Ecology and Habitats
Nighthunters are, unsurprisingly, nocturnal. While they have been spotted during the day the birds remain fairly sluggish and prefer shaded locations until dusk, where they begin to scout for food in the form of flower nectar and small insect. Upon nightfall the birds enter their active state, quickly flitting from flower to flower in a surprisingly organized manner. This behavior continues until dawn, at which point the birds conclude their activities and most disappear until dusk returns. The nighthunter is most commonly spotted in the fields of farmer who have contracted for service with Pollination by Night, after a representative of the organization has personally surveyed the fields to be serviced.
Dietary Needs and Habits
Nectar appears to provide the bulk of the birds' dietary requirements although they also seem fond of augmenting that diet with insects, especially bloodsucking varieties such as mosquitoes and fleas. Nighthunters are effective pollinators, as the pollen clings to their facial feathers while they feed on nectar from deep within their chosen flowers. Their wings also spread pollen across flower bunches as a result of their powerful wing flaps during landing and takeoff. Farmers who have observed the birds in their fields claim the nighthunters seem to employ tactics that would guarantee the highest spread of pollen, fully feeding on compatible plant types before moving on the other varieties, and quickly adapting to changing conditions to maintain efficiency.
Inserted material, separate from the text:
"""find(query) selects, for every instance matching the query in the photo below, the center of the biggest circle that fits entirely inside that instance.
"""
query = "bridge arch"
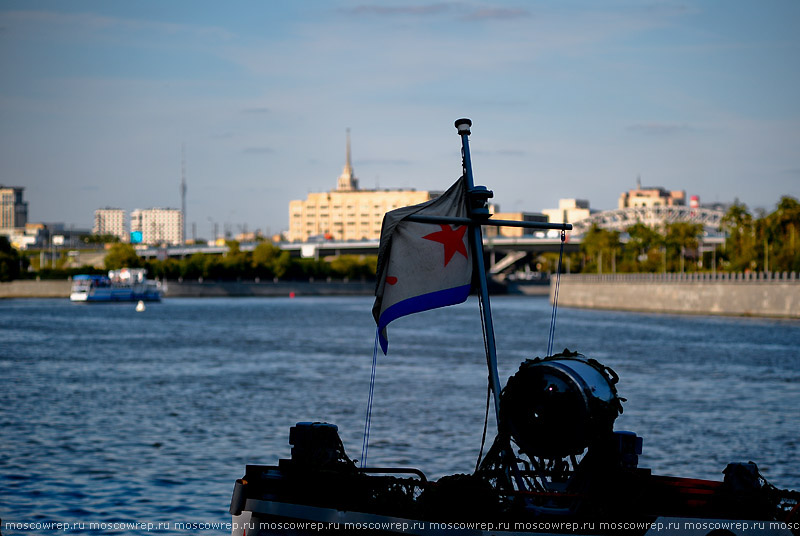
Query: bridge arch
(656, 216)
But surely the birds aren't pollinating on purpose... Right?
Pollination by Night uses the nighthunters to provide pollination services to their clients. As the birds are only seen on farms contracting for their services it is unknown if the birds have any wild relatives, or if they are born artificially through zokinetic manipulation of a different bird variety.
The hard working Nighthunter is under the protection of Pollination by Night. By employing Pollination by Night you agree not to interfere with our birds in any way, including but not limited to their flight, their health and well being, their meals, and their pollination efforts. Failure to comply with this agreement will subject you to disciplinary actions at the discretion of Pollination by Night, up to and including fines, the cancelation of this contract, the rejection of future contract attempts, and other legal actions. We look forward to assisting your plants in achieving their fullest productivity and potential!
- Conservation Status
- Body Tint, Colouring and Marking
- Nighthunters are covered in black feathers along their back, with white bellies and an iridescent red patch on their throats. Their beaks are thin and black, with a slight downward curve to assist in drinking nectar deep within flowers. Their tongues are long and thin, well adapted to drinking from most flowers. Their agile black feet make them adept at clinging to even the thinnest of stems, although when drinking from more fragile flora they are forced to use their wings to balance and avoid damaging the plant.